Monday, April 11, 2011

Jason Varitek Catches Two-Hit Shutout, WAR Doesn't Care

Much has been made in the past about what a great game-caller Jason Varitek is, and with Josh Beckett pitching last night like the 2007 version of himself, I'm sure the calls for Varitek to be Beckett's personal catcher are not far off. In fact, the nonsense has already started.

I'm not trying to downplay Varitek's reputation for being good at handling pitchers. I'm sure it's warranted. I bet there are a lot of pitchers who love working with him. I just don't think it makes that much of a difference. Any pitcher with his head screwed on straight knows he's the one who decides what pitch to throw in what situation—the catcher can only suggest—and that it ultimately comes down to his ability to execute. So, I suspect the pitchers who stand to gain the most from a catcher who's a good game-caller are those who are not long for the major leagues anyway.

I'd like to see someone perform a statistical analysis of Varitek's catcher ERA in comparison to the other catchers who've played for the Red Sox during the same time frame. This would have to be a little more than just a look at the team's ERA with versus without Varitek, as it's possible that backup catchers might be at a statistical disadvantage, more often than not being called on to catch back-of-the-rotation starters. For example, when Doug Mirabelli was in Boston, he was Tim Wakefield's personal catcher. Wakefield had some pretty good years during that time frame, but I would still suspect he was below average relative to the rest of the team's starters.*

*EDIT: As it turns out, I'm wrong about this. Mirabelli spent six full or partial seasons with the Red Sox (2001-05 & 2007, catching 48-62 games in each), and Wakefield's ERA was below the team average in only 2004 & 2007. But, you get the point. Regardless of who's at a statistical disadvantage, the analysis would need to be properly weighted to ensure a fair comparison.

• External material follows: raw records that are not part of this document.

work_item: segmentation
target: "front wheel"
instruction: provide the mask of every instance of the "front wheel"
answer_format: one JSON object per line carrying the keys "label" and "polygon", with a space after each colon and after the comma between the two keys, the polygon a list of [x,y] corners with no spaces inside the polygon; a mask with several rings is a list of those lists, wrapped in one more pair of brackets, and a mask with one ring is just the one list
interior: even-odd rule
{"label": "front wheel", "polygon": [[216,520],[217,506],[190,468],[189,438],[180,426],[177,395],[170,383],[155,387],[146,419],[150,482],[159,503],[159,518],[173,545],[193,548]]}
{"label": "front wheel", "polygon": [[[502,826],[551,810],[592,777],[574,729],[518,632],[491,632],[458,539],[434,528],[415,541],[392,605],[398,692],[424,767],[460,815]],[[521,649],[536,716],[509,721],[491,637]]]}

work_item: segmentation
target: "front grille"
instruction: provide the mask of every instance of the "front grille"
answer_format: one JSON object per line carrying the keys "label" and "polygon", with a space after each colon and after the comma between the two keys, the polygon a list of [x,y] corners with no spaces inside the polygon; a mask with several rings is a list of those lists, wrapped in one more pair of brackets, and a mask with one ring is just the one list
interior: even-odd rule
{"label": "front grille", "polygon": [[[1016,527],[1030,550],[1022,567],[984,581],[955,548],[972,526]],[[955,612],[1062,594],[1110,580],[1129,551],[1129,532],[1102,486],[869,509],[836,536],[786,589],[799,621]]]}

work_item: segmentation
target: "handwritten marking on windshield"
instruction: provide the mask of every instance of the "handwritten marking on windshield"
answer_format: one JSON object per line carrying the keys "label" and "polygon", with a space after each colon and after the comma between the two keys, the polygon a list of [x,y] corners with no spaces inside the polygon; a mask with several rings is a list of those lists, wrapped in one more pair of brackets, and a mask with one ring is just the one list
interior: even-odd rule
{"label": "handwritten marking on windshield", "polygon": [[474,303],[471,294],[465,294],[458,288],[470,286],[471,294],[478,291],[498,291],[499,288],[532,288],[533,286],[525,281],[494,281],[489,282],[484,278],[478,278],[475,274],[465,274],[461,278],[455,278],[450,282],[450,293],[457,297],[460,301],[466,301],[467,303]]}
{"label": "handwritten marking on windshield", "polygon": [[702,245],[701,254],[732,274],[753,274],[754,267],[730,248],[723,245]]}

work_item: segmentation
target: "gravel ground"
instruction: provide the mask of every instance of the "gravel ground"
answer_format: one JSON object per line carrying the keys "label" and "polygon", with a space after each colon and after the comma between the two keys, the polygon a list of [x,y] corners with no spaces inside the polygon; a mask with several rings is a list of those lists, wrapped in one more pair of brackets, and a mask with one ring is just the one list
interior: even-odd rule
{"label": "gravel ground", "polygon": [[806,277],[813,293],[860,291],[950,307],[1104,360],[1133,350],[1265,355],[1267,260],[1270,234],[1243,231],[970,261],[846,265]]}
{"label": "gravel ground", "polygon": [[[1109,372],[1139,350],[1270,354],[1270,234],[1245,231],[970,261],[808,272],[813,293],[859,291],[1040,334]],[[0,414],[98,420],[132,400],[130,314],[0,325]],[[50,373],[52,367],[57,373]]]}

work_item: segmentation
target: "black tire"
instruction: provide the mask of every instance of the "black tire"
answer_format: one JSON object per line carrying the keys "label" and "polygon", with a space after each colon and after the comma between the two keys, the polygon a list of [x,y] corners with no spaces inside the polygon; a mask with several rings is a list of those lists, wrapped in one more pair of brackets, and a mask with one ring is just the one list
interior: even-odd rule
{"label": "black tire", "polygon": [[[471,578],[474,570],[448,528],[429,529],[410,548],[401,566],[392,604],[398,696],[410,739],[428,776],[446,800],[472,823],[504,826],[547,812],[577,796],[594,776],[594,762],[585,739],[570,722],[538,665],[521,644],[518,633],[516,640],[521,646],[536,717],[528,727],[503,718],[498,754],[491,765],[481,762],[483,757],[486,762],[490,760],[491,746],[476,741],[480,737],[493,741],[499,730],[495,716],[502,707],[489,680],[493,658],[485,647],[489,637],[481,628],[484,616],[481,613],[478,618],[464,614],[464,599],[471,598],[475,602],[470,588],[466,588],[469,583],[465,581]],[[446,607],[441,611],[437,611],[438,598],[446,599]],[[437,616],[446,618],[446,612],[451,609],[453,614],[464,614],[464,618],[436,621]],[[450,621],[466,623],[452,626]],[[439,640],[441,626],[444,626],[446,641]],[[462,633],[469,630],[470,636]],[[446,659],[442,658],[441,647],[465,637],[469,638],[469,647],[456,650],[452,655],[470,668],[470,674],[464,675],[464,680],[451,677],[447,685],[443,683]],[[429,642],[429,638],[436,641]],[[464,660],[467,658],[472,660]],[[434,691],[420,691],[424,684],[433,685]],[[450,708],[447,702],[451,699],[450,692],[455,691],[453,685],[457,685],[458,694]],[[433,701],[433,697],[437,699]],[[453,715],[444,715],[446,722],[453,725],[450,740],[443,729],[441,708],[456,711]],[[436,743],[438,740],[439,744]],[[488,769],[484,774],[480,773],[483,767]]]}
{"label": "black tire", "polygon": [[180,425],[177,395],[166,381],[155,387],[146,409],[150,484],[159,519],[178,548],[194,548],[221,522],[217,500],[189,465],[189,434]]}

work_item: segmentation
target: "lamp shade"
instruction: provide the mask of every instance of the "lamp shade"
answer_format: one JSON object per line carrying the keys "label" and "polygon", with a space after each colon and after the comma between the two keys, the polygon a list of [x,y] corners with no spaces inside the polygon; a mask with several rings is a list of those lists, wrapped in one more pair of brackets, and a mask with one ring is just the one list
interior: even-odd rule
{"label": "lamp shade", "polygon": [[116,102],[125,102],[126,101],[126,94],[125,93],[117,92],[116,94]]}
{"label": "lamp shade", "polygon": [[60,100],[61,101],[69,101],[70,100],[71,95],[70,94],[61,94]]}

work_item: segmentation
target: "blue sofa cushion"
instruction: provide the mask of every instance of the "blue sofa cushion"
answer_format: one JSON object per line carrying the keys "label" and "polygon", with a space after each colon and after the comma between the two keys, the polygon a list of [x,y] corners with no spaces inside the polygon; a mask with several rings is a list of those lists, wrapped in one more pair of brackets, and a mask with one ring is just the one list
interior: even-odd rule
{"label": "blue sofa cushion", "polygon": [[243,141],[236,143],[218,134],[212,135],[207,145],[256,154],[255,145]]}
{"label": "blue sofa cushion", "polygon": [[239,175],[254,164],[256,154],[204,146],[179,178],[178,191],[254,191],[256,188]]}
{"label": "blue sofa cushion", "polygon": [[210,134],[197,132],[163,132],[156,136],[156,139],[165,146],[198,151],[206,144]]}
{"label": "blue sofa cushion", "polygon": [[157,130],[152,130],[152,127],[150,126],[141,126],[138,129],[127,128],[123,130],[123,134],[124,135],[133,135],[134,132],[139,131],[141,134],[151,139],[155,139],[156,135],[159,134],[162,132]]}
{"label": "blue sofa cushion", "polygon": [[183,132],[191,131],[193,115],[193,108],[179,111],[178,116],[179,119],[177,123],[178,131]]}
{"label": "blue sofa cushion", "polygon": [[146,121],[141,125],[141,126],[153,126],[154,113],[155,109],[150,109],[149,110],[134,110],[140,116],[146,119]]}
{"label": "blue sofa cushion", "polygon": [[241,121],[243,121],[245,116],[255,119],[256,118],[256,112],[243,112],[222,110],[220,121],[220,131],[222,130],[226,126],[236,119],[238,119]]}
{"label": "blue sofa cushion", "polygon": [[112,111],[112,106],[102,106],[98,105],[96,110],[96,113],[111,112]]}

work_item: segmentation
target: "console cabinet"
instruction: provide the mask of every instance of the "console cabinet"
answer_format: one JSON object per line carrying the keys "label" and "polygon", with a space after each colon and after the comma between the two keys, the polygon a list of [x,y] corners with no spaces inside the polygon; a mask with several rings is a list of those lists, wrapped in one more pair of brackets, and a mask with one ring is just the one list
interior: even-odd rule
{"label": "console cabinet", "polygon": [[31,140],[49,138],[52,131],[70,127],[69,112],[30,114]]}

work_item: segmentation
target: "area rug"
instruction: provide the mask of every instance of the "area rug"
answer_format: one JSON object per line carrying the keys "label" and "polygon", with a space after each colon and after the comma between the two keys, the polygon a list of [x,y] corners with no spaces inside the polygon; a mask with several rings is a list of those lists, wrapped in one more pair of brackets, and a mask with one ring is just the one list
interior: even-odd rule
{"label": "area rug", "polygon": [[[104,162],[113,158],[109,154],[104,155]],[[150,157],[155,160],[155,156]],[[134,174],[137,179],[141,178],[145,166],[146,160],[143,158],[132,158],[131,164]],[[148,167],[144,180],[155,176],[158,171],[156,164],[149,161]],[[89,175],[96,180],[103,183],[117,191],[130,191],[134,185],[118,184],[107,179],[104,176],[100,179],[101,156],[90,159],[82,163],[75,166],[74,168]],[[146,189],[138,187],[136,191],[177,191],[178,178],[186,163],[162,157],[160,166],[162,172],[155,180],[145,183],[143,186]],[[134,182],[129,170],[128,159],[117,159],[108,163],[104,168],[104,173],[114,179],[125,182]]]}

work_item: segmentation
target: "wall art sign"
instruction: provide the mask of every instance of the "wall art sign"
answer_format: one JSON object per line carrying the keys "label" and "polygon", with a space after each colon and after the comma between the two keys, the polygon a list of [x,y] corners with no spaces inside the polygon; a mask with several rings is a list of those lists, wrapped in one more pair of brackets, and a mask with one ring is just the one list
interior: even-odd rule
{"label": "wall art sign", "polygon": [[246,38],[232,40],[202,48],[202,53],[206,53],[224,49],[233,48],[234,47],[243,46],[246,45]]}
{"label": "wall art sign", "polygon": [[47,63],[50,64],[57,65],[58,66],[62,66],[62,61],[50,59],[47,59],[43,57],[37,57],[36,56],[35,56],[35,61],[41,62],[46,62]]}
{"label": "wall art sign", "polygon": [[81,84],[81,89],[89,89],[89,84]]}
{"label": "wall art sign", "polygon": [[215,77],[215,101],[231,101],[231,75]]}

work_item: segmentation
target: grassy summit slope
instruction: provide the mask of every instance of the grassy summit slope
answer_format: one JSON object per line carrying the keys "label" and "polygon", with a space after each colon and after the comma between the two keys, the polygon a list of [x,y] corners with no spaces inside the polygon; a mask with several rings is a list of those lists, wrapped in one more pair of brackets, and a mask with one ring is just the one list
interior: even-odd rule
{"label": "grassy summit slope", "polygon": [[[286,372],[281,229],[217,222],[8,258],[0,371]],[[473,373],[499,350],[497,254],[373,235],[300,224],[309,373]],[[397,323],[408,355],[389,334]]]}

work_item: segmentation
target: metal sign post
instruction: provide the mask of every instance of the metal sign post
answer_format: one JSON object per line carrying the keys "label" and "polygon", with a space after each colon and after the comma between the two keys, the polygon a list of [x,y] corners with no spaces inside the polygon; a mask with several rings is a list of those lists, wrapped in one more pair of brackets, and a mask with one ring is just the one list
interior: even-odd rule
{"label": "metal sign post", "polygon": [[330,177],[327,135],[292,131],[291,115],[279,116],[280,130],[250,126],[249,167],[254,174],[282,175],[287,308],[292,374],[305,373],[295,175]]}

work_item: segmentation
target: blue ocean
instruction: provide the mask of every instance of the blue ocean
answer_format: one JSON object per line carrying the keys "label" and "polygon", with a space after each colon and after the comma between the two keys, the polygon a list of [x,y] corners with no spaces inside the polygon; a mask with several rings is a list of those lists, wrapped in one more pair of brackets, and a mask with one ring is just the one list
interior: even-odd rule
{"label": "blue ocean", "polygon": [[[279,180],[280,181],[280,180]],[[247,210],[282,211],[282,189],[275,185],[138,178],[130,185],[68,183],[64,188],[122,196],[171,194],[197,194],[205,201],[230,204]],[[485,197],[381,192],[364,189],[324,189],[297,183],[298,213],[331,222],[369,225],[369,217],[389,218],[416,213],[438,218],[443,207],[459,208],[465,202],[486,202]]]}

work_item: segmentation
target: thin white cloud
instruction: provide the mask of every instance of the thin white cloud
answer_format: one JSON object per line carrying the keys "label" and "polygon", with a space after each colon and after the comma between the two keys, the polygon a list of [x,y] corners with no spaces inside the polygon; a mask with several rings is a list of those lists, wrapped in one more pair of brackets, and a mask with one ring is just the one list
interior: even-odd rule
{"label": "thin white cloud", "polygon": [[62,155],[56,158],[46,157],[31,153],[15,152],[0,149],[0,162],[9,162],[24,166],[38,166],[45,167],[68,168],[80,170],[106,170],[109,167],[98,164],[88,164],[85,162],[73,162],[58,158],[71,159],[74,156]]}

So, this would need to be some kind of weighted-average analysis that takes into consideration the quality of the pitchers throwing to each catcher. Who knows? If it's determined that Varitek improved his pitchers' ERA by as much as 0.2 runs per game, that translates to more than 280 runs over his 1423 games caught. Since, in WAR methodology, every 10 runs roughly equals one win, this could add 28 wins to Varitek's current career WAR of 23.1. Bringing his WAR total over 50 would put him in the class of rock-solid Hall of Fame catchers Mickey Cochrane and Gabby Hartnett.

But, seriously, I have no intention of taking on such a project. I don't have the time nor the motivation. Besides, I'm quite content in the knowledge that the closest Varitek is going to get to the Clark Sports Center podium is sitting in the invited guest seats when Pedro Martinez or, perhaps, Curt Schilling gets inducted.

I made my first visit to a major league park last night, witnessing Josh Beckett's masterful pitching performance in person. I always enjoy going to the ballpark, even if it means I have to contend with "Yankees Suck" chants and the drunks in the Fenway Park bleachers, as I did last night. I wore my Yankees hat, but maintained a pretty low profile, as there wasn't really much reason to do otherwise.

Highlights, while few and far between, included:
  • Attending a game with my pal DJ for the first time since our trip to Toronto for the World Baseball Classic two years ago, and discussing our new offensive player rating system, which I'll write more about at a later date, if it seems worthy.
  • Observing the cluelessness of fans around me, as no one seemed to notice that a run was erased when Kevin Youkilis was called out for runner interference on an attempted double play in the third.
  • Watching Carl Crawford continue to struggle. 
  • The fact that the game was over in just under three hours (2:58 according to the box score), which has to be some kind of record for a nationally televised Yankees-Red Sox game.
  • Witnessing the Yankees debut of Freddy Garcia. OK, not really.
But, as I may have said before, a night at the ballpark—even when your team manages only four base runners, and ends the game with 17 consecutive batters retired—is pretty much unrivaled by almost any other activity.